Tigers fall short against No. 2 Jayhawks
Missouri shot 29 percent from the field and 13 percent from long range in the game.
Mar. 05, 2011
The Jayhawks came into Mizzou Arena Saturday and did something that no Tiger opponent had done all season: beat Missouri at home.
The No. 24 Tigers were a perfect 17-0 at home going into the Border War. But the No. 2 Jayhawks ended that run with a narrow 70-66 victory in Columbia.
The Tigers stayed in the game despite posting their worst shooting performance of conference play at 29 percent for the game. Three-point land was barren, as the Tigers shot just 13-percent from deep at 3-of-23.
Forcing turnovers and earning trips to the line kept Missouri in it. The Tigers were 29 of 35 from the charity stripe on 26 Jayhawk fouls. They also won the turnover battle 24 to 12, with 13 of those Kansas giveaways coming on steals.
Junior forward Laurence Bowers was a force on both ends of the floor, accounting for five of those Missouri steals and leading all scorers with 22 points. The lanky junior came off the bench and grabbed a team-high 10 rebounds for his first double-double of conference play.
Bowers’ effort on the boards made little difference as Kansas controlled the glass all game. The Jayhawks outrebounded the Tigers 48 to 28, including 16 offensive rebounds yielding 12 second-chance points.
Junior forward Thomas Robinson dominated the paint for the visitors. The 240-pound big man finished with 15 points and a game-high 13 rebounds.
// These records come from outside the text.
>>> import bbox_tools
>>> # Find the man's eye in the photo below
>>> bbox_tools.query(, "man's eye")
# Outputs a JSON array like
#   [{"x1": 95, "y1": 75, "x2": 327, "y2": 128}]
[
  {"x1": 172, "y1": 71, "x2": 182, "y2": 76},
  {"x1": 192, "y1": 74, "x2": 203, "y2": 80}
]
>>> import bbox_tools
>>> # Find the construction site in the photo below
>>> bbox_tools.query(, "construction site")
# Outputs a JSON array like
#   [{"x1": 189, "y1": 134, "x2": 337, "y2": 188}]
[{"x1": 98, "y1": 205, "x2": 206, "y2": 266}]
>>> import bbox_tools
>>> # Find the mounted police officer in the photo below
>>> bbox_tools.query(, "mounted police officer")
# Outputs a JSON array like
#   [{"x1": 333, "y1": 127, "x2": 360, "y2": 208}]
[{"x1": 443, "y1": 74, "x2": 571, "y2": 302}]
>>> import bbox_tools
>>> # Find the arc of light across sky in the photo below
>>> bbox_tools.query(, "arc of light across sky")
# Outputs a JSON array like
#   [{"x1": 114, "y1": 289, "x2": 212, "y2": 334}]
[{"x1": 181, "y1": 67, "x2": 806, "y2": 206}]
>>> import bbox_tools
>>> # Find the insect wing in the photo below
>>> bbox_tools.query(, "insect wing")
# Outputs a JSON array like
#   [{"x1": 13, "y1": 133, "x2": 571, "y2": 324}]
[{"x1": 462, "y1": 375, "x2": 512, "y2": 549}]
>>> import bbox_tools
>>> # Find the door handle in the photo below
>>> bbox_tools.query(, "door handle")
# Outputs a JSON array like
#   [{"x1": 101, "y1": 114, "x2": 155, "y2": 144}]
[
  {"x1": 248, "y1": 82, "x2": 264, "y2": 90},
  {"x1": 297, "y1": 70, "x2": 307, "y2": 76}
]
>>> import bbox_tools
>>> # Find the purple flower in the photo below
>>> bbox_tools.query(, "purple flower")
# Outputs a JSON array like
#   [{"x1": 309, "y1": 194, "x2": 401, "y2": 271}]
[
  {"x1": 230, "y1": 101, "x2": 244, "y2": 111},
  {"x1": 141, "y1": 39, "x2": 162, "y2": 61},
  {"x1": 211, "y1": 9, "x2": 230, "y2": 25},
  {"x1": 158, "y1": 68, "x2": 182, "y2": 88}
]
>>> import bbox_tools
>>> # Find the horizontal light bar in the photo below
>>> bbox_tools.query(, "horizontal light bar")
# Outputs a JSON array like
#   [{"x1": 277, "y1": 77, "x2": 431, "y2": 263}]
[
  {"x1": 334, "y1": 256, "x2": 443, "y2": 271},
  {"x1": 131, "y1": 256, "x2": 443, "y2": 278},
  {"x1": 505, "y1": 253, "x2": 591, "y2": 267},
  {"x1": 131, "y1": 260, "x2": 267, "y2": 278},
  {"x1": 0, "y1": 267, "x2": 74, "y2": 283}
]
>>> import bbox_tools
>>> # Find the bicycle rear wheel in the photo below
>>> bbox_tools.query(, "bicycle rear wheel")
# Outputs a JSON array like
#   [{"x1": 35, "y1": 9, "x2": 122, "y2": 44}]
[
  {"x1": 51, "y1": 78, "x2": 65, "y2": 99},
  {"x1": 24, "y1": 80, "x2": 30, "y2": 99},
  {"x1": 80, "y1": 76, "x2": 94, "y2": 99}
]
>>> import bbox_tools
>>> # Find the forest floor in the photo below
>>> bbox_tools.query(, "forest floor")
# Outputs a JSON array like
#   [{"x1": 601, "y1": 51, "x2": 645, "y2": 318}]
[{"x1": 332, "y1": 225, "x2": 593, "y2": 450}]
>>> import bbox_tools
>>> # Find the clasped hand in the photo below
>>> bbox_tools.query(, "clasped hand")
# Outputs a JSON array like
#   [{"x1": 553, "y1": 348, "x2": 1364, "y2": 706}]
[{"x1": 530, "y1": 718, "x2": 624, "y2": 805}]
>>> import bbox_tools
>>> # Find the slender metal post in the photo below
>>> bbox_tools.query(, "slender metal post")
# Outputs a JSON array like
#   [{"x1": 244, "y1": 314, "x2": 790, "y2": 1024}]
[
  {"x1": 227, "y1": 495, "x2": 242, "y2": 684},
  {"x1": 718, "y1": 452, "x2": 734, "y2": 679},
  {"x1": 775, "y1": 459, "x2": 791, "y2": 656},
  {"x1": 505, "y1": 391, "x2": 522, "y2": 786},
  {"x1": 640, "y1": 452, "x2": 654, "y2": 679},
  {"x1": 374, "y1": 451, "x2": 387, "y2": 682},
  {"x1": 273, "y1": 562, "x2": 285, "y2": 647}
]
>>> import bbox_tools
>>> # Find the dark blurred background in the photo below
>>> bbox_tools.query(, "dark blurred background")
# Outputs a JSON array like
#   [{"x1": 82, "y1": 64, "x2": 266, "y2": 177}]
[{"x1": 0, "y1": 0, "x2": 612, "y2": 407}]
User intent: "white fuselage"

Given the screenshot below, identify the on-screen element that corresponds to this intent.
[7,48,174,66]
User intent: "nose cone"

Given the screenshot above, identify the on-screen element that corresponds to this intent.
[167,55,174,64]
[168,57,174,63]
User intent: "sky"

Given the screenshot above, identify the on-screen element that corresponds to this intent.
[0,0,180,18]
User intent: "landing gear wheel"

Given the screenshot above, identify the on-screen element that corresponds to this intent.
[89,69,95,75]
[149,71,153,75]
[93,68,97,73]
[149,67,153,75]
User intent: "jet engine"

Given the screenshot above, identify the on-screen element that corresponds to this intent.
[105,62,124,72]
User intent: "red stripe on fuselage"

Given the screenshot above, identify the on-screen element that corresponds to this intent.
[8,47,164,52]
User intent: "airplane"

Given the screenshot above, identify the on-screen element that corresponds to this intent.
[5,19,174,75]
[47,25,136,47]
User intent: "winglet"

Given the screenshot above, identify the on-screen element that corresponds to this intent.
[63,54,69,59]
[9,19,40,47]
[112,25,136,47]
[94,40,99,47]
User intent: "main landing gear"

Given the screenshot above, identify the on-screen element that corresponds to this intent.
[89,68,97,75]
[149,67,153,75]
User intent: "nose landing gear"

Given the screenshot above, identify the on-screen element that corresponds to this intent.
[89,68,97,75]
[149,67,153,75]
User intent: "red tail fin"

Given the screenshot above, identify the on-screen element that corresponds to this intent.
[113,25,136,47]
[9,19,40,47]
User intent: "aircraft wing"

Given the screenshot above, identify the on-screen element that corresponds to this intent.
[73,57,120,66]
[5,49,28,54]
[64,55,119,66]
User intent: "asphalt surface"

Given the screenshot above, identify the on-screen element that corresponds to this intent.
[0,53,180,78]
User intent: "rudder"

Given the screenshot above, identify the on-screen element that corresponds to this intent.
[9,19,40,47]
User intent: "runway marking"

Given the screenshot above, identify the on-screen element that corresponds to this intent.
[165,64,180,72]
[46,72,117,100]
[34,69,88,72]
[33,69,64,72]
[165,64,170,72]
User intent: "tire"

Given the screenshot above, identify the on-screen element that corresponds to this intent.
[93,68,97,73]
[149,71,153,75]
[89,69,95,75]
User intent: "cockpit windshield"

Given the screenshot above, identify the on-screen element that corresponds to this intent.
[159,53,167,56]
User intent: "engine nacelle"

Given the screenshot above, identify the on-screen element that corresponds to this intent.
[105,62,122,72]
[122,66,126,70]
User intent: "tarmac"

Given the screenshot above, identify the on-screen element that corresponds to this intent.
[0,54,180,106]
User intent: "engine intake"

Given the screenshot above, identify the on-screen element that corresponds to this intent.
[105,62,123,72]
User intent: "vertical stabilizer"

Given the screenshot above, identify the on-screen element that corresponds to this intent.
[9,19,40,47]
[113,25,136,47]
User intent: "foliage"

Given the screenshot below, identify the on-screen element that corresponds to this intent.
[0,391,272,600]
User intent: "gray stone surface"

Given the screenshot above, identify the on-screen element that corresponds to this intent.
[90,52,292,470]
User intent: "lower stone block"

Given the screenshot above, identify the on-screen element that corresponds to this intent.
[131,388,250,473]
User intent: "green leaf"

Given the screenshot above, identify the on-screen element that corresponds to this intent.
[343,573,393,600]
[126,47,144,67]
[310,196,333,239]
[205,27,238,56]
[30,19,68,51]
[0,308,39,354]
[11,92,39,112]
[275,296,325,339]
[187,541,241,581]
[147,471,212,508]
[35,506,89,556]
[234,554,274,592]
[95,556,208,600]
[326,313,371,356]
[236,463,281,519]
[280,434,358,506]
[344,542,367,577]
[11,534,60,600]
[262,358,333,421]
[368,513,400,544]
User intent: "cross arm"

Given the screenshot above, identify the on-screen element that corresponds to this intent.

Jayhawk junior forwards and twin brothers Marcus and Markieff Morris also put in work on the glass, grabbing 10 and eight rebounds respectively. Marcus led Kansas with 21 points.
Coach Mike Anderson saw his team lose the battle inside, especially in the second half.
“It seemed like all of a sudden they started hitting the paint,” Anderson said. “It was a five-rebound edge for them at halftime and that turned into 20. The war was won in the paint, and I thought in the second half they really stuck it to us there.”
Despite his team’s rebounding dominance, Marcus praised the work of Bowers and the Tiger big men.
“It was pretty evenly matched, I think we were a little bit quicker,” he said. “They did a real good job. Bowers did a really good job of continuing to move and get rebounds.”
While the Jayhawks controlled the paint, scoring nearly half of their points, 34, inside, the Tigers failed to establish an outside game. Junior guard Marcus Denmon finished with 19 points on just 4-of-12 shooting, and that was one of the better marks.
Sophomore guard Michael Dixon was 1-of-8, junior guard Kim English went 1-of-5, and freshman guard Phil Pressey shot 1-of-4. As for Kansas, the nation’s top shooting team was 44-percent for the game.
The Jayhawks jumped out to a seven point lead from the opening tip and never looked back. The Tigers recorded small runs to keep it close, trailing by no more than ten points during the first half.
Neither team shot well to start, and they were well on their way to the 51 total fouls. Nearly half of Missouri’s first half points came from the free throws. The story of the first half was the Tigers failing to turn Jayhawk turnovers into points on the other end.
The Tigers ended the half on an 11-2 run and a last-second tip-in from Bowers to make it 32-31 at the break.
It was more of the same in the second half. Kansas led by as many as 15 points but Missouri refused to go away. The Tigers cut the deficit to four with just over a minute left before Kansas senior guard Tyrel Reed iced the game with a corner three.
Reed recalls the play call from the timeout beforehand.
“We were in the huddle and I told coach I was going to knock it down,” Reed said. “He said ‘make the shot’, so I was happy about that.”
A long minute of free throw shooting later and the buzzer sounded on the 70-66 final.
Missouri falls to .500 in conference with the loss (8-8) and finish 22-9 overall. Kansas improves to 29-2 and 14-2 in Big 12 action to close out the regular season.
The Tigers have now dropped three straight after falling to Kansas State and Nebraska on the road last week. Next stop: the Big 12 Tournament starting Wednesday.
Bowers explained the plan for the postseason.
“Win,” he said. “Point blank. We can’t let it be a carryover. I thought we played with super energy tonight and did a lot of good things, but we also couldn’t make a shot. We have to go into Kansas City with the mindset that this could possibly be our last game.”